Autant appeler tout de suite un chat un chat, ce livre est un roman autobiographique contant des rencontres de toutes sortes avec quantité d'animaux, poules, coqs, araignées, chiens-loups, chevaux, brebis, chats, merles, mouettes, agneaux, truites, et même escargots : une zoographie - du grec zôion (animal) et de graphô (écrire). Première du genre, chacun d'entre nous pourrait raconter sa propre zoographie, évoquer comment, minuscules, magnifiques, amicaux, effrayants, succulents, ils nous ont bouleversés, fascinés, séduits, parasités, terrifiés, rendus malades, nourris, fait philosopher, eux, les animaux, les non-humains, les familiers différents, les étrangers à demeure, nos compagnons et nos ennemis de l'intérieur, les héros de nos mythologies, nos anciens dieux et nos souffre-douleur... Tous ces animaux qui disparaissent aujourd'hui de plus en plus rapidement de la surface de la Terre...
« Trois mois plus tard, j'habitais chez Chat - ou plutôt chez Pivoine, le nom de la brassée de fleurs achetées par Béné ce jour-là. J'étais devenu l'Humain de service. Je préparais ses repas, nettoyais sa litière, remplissais son bol, lui installais plusieurs coussins dans l'atelier, achetais des jeux pour chat, des vermifuges pour chat, des pâtées pour chat. La servant avec joie ! Dévotion ! Heureux de l'avoir arrachée à la rue et de la regarder vivre. Pivoine... La grâce féline même, élans joueurs, sieste bouddhiste, « yeux mêlés de métal et d'agate ». Elle participait à chaque repas chaise adjugée, exigeante en friandises. Elle prenait toute une série de poses graphiques sur des tissus graphiques, d'où elle était indélogeable quand elle reposait. Elle épongeait nos états d'âme avec un collé collé au regard d'or, étalée sur nos genoux. J'ennuyais la princesse, trois vives frappes de patte, feu craché, et gare à ses griffes, risque sanglant. Six mois plus tard, Bené protestait. « Nous formons un couple à trois avec Pol Pot ! ». Ça, Pivoine était exigeante sur l'emploi du temps. Chahut à 6 heures tapante pour éveiller la maisonnée, jeux bondissants, sieste sur cuisses quand nous écrivions nos articles pour Libération, miaulade têtue pour faire ouvrir les fenêtres menant à la cour ou aux toits, ses terrains d'aventure... Un tyran affectueux, mais ferme. Nous éprouvions la confuse sensation de travailler dur pour que Pivoine se la coule douce toute la sainte journée. Nous capturions sa grâce, elle nous domestiquait. C'était notre contrat. »

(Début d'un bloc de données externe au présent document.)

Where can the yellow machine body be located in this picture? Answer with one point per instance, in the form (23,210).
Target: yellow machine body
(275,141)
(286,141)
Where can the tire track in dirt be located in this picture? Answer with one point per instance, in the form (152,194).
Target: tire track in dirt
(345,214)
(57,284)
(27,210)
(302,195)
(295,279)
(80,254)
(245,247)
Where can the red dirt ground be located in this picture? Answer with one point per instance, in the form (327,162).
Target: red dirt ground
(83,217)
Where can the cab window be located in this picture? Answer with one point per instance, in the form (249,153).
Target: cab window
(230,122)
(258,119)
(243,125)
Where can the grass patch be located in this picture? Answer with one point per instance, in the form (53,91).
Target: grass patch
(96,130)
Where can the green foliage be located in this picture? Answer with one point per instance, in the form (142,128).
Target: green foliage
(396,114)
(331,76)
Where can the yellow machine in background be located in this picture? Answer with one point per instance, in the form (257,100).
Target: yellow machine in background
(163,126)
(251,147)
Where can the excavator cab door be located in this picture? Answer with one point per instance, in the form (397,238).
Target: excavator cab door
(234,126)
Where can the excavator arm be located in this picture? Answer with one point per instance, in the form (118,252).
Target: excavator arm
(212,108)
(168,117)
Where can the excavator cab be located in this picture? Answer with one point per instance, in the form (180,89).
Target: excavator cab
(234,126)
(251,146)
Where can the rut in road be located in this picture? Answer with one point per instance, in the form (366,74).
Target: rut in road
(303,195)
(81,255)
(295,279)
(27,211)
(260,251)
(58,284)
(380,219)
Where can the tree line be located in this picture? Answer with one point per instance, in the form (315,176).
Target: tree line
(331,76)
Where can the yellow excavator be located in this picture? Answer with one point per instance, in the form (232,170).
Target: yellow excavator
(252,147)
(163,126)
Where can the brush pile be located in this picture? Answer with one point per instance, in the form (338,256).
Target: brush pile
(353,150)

« Mon éducation sexuelle mioche débuta entre les assauts du coq Murat et les montes sauvages du verrat Lino Ventura, l'ardeur des béliers et le rut des chevaux, sans oublier les métamorphoses alarmantes de la douce Milady, rampant en feulant à déchirer les tympans, vampant et se battant avec des chats enragés qui l'escaladaient en hurlant comme des assassins, tandis qu'elle se contorsionnait, liane de fourrure, miaulant suraigu, affreusement belle - je me demandais terrifié : « Est-ce que les filles font comme ça aussi ? »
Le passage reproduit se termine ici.